We all have our biases then. Picking can be hard, like trying to narrow down your music to a handful of albums or your bookshelf to just a few classic fishing books. But having fished and travelled between many rivers and stillwaters, the following would be my slimmed down shortlist.
At this time of year my thoughts immediately turn to the large reservoirs, such as Blagdon. But the following patterns will catch on all stillwaters, natural and manmade. For just about any lake, I would start with buzzers, as these are present throughout the season.
There are so many variants, but it would be hard not to venture onto any reservoir without buzzers such as the classic Black Epoxy Buzzer (1) to fish at depth, as well as classic variants like the Shipman’s Buzzer (2). After all, some suitable flies to represent or suggest the number one food item in the trout’s diet simply cannot be ignored.

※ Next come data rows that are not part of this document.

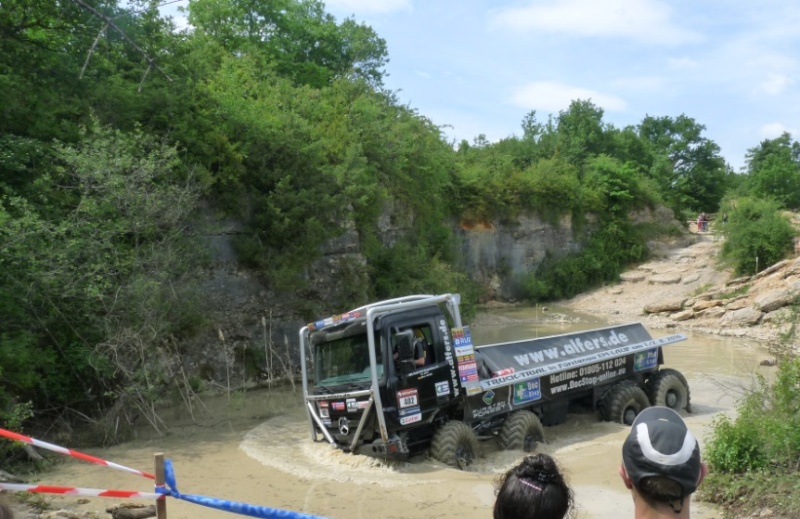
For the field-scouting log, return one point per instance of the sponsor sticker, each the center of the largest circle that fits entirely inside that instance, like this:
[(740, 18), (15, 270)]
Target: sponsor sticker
[(527, 391), (645, 360), (407, 398), (411, 419)]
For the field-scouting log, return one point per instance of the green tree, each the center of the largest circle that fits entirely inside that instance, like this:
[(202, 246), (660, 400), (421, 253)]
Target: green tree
[(757, 234), (773, 171), (687, 166), (297, 37), (66, 267)]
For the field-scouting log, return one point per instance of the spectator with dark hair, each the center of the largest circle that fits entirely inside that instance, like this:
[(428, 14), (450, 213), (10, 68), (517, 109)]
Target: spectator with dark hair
[(5, 511), (661, 464), (534, 489)]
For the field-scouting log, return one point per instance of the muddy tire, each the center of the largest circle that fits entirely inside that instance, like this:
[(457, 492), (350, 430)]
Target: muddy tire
[(622, 402), (455, 444), (668, 387), (522, 430)]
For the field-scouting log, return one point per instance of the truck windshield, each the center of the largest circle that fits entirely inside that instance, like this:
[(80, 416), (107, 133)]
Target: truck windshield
[(344, 360)]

CRUNCHERS are one of the newer breed of imitative/suggestive flies, but so versatile in appeal and already a solid standby. Fish them as a nymph, instead of wets, pulled fast or slow and steady. Crunchers are one of the must have stillwater fly patterns without a doubt, so I’m taking the basic Cruncher (3), plus at least one variant such as the UV Thorax Cruncher (4).
HOPPERS Probably one of the best all-round dries or semi-dries of its generation. I’ve caught fish on Hoppers on every continent, from the cold lakes of Iceland right through to gin clear ponds across Europe. Not species specific, but a deadly general impression of a whole range of terrestrials. Close to the ultimate ‘don’t leave home without it’ pattern in my book! I wouldn’t be without these in basic colours so lets add a Black Hopper (5) as a bare minimum.
BLACK GNAT. Or more specifically for me, the HiVis Black Gnat (6). This is probably my number one default choice and almost always the first fly that goes on the leader if there are no natural insects visible or there’s no hatch taking place. On rivers large and small, moorland streams, chalk streams – the black gnat is an all time classic
ADAMS. An American fly with a massive following worldwide, and with good reason. It looks like so many naturals, with those key trigger factors that have seen it in good stead for generations. The classic Adams (7)very rarely fails, which is why it makes my shortlist.
EMERGERS are another must for any list of essential river flies. Parachutes style ties in the classic Klinkhamer mold are not just practical and easy to spot, but often taken in preference to conventional dries by hungry trout. For my list, I’ll pick a barbless version- my General Emerger (8), which works on just about any river you can name.
Is there any nymph, really and truly, that has caught more fish the the humble Pheasant Tail Nymph or PTN (9)? I doubt it. From these early days of Frank Sawyer, across generations of anglers and right up to the present day, the Pheasant Tail has been a top pattern. There are hundreds of variations but the original, which is a study in simplicity, is still the best and makes my list every time.
HARE’S EAR: No modern selection of river flies would be complete without a bead head or two in the mix. They don’t come much more simple, or useful, than the Gold Bead Hare’s Ear (10).
Short lists are always a subjective matter, but those would be my ten flies.
Which patterns would make your shortlist?”